Here are some other key facts highlighted in the report:

  • Rental housing-related complaints in 2019 accounted for 83.75 percent of all transaction types reported.
  • Complaints alleging discrimination on the basis of disability continued to constitute the largest percentage of complaints at 58.90 percent, followed by race-based complaints at 16.47 percent, and familial-status based complaints at 7.71 percent.
  • The gap in homeownership rates between Blacks and Whites, at 30 points, is back to where it was in 1890.
  • The number of housing discrimination complaints in 2019 declined from a 25-year high in 2018 but remained significant in 2019 at 28,880.
  • Private fair housing organizations continued to process more complaints, 73.12 percent, than all government agencies combined.

Despite the challenges outlined in the NFHA report, there have been some notable steps toward progress.
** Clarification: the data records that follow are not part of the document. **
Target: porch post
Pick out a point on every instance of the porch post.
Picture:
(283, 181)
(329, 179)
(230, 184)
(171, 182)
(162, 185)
Fair housing organizations and others brought important housing discrimination cases in 2019 to confront injustice and won significant victories in cases designed to bring redress for discrimination in metro areas throughout the U.S.  

The following recommendations are among several in the report designed to bring the nation closer to achieving housing justice:

  • Congress must pass protections for homeowners and renters to prevent loss of housing caused by the COVID-19 pandemic and economic crisis.
  • HUD must immediately rescind its new Disparate Impact rule and reinstate the 2013 regulation.
  • HUD must rescind its Preserving Community and Neighborhood Choice rule, reinstate the 2015 regulation, and resume its implementation and enforcement.
  • HUD must conduct research into the nature and extent of sexual harassment in housing situations.

This report, like NFHA’s previous annual reports, compiles data from private, nonprofit fair housing organizations and government agencies from throughout the country to provide a snapshot of the nation’s fair housing enforcement activities and critical issues in fair housing. NFHA has collected this data since 1995.


About The National Fair Housing Alliance

Founded in 1988, NFHA is a consortium of more than 200 private, nonprofit fair housing organizations and state and local civil rights agencies from throughout the United States. Headquartered in Washington, D.C., NFHA works to eliminate housing discrimination and ensure equal housing opportunity for all people through leadership, education, outreach, membership services, public policy initiatives, community development, advocacy, and enforcement.